Decision of the Court of Cassation

The French Court of Cassation allowed the appeal in part, ruling that the Court of Appeal failed to determine whether the claimant “had knowledge of the reasons for his revocation before the vote”. The Court dismissed the appeal in regards to the breach of the shareholders’ agreement argument because it considered and ruled that any provision, which in effect limits the right of the shareholders’ meeting to revoke a board member at any time, is unlawful.
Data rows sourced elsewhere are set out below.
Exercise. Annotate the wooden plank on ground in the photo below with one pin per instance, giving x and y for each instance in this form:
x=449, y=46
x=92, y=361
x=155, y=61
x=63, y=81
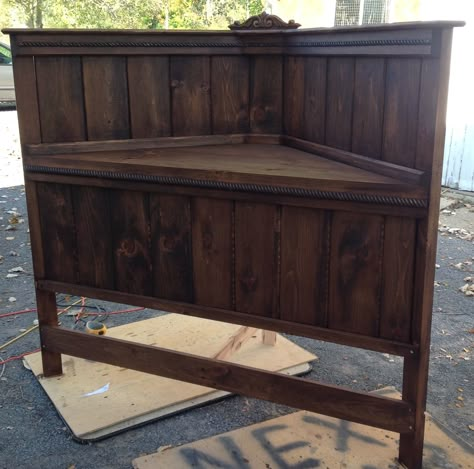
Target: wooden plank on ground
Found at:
x=154, y=396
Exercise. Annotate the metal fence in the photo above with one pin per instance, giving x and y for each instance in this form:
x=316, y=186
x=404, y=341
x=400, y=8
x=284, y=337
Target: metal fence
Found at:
x=350, y=12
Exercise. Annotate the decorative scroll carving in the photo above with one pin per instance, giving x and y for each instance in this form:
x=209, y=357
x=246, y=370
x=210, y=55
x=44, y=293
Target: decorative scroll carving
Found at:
x=232, y=186
x=264, y=21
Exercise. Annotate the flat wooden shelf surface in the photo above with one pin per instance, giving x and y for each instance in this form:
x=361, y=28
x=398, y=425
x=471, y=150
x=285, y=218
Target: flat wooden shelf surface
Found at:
x=267, y=164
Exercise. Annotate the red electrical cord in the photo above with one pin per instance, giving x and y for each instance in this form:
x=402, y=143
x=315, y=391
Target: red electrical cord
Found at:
x=17, y=357
x=15, y=313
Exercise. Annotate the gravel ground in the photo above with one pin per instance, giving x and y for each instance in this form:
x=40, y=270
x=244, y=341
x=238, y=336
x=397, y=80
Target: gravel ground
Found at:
x=33, y=436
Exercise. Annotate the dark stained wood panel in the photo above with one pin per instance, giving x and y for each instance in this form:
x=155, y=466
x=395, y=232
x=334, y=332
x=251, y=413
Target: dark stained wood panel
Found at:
x=305, y=97
x=255, y=262
x=61, y=100
x=212, y=252
x=58, y=231
x=304, y=265
x=106, y=97
x=94, y=237
x=266, y=98
x=401, y=111
x=398, y=268
x=190, y=95
x=315, y=99
x=131, y=241
x=367, y=120
x=340, y=92
x=172, y=255
x=294, y=96
x=427, y=113
x=230, y=77
x=27, y=99
x=355, y=272
x=149, y=93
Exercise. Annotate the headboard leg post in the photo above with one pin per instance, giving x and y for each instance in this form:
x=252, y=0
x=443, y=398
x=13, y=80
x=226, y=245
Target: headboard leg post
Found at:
x=48, y=316
x=414, y=390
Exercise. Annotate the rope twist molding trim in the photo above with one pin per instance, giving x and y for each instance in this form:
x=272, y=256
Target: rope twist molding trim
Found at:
x=239, y=187
x=146, y=44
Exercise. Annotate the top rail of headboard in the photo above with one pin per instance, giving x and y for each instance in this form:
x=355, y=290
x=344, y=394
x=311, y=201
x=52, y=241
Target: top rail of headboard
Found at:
x=419, y=39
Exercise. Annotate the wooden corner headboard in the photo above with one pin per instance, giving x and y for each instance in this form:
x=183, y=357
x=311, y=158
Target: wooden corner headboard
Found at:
x=284, y=179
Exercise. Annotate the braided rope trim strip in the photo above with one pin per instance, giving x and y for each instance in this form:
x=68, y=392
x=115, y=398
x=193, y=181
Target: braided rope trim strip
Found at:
x=239, y=187
x=362, y=43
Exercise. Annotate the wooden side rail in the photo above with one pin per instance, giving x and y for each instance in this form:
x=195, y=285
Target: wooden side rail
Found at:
x=382, y=412
x=234, y=317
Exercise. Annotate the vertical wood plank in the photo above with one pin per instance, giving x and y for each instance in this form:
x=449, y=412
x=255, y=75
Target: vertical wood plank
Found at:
x=94, y=237
x=294, y=96
x=212, y=252
x=255, y=263
x=61, y=100
x=355, y=272
x=429, y=88
x=230, y=77
x=305, y=97
x=401, y=111
x=397, y=296
x=131, y=241
x=58, y=231
x=415, y=368
x=266, y=97
x=367, y=121
x=26, y=99
x=148, y=89
x=314, y=124
x=190, y=98
x=172, y=254
x=340, y=92
x=304, y=266
x=106, y=97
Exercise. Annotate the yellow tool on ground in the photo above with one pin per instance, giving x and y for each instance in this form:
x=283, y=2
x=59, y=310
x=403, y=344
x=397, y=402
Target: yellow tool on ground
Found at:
x=96, y=328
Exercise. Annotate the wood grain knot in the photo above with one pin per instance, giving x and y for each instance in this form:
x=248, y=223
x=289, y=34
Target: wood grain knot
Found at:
x=249, y=282
x=128, y=248
x=177, y=83
x=169, y=243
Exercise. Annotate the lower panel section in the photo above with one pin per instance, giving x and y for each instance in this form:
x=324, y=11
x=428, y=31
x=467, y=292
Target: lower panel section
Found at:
x=328, y=268
x=234, y=317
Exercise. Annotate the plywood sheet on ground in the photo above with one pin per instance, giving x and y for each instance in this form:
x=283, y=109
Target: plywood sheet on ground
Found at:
x=307, y=440
x=126, y=398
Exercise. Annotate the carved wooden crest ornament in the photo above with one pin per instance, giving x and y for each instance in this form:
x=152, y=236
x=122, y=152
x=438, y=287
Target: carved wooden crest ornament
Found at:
x=264, y=21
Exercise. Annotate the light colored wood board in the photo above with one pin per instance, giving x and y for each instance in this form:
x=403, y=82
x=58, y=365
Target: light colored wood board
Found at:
x=134, y=395
x=304, y=439
x=175, y=409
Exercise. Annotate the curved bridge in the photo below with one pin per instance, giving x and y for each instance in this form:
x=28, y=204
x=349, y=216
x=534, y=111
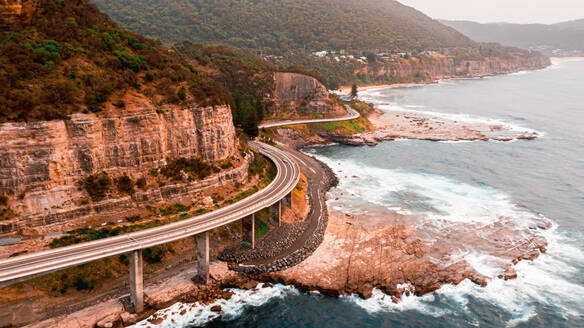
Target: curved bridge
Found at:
x=25, y=267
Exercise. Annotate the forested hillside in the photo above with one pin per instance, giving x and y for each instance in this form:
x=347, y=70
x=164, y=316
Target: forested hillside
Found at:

Discussion and recommendations

Unlike the “Directeur Général” in public companies and the “Gérant” in French “sociétés à responsabilité limitée”, for example, whose revocation can be decided at any time by the board or shareholders, but requires just reasons, board members in French “sociétés anonymes” may be revoked by an ordinary shareholders’ meeting at any time without notice, without just reasons and without indemnities. This rule is known as "révocation ad nutum". As an exception to this rule, the revocation is wrongful, thereby giving rise to a claim in damages, where the revocation occurs in circumstances which undermine the affected member’s reputation or honour, or where the adversarial principle [due process], i.e. the right to be heard and make appropriate representations before and during the shareholders’ vote, is not respected.

A right to revoke without giving just reasons to the affected board member does not mean a right to revoke without giving any reason whatsoever. However, until this decision by the Court of Cassation, French courts (including the Court of Cassation) had for years ruled that the shareholders’ meeting had no duty to provide any reasons whatsoever to a board member prior to deciding on his or her revocation. The importance of this recent decision is highlighted by the fact that it was expressly based on article 1382 of the French Civil Code, a key article in the law of tort.

Shareholders generally wish to see a proportionate return on their investments in companies. Particularly in times of recession, where performance is of the essence, dissatisfied shareholders may be quicker to consider replacing board members and directors to improve profitability. In order to avoid creating another crisis scenario, such as litigation with revoked management, shareholders must take care to ensure proper process is adhered to when they decide on the revocation of board members and directors in French companies.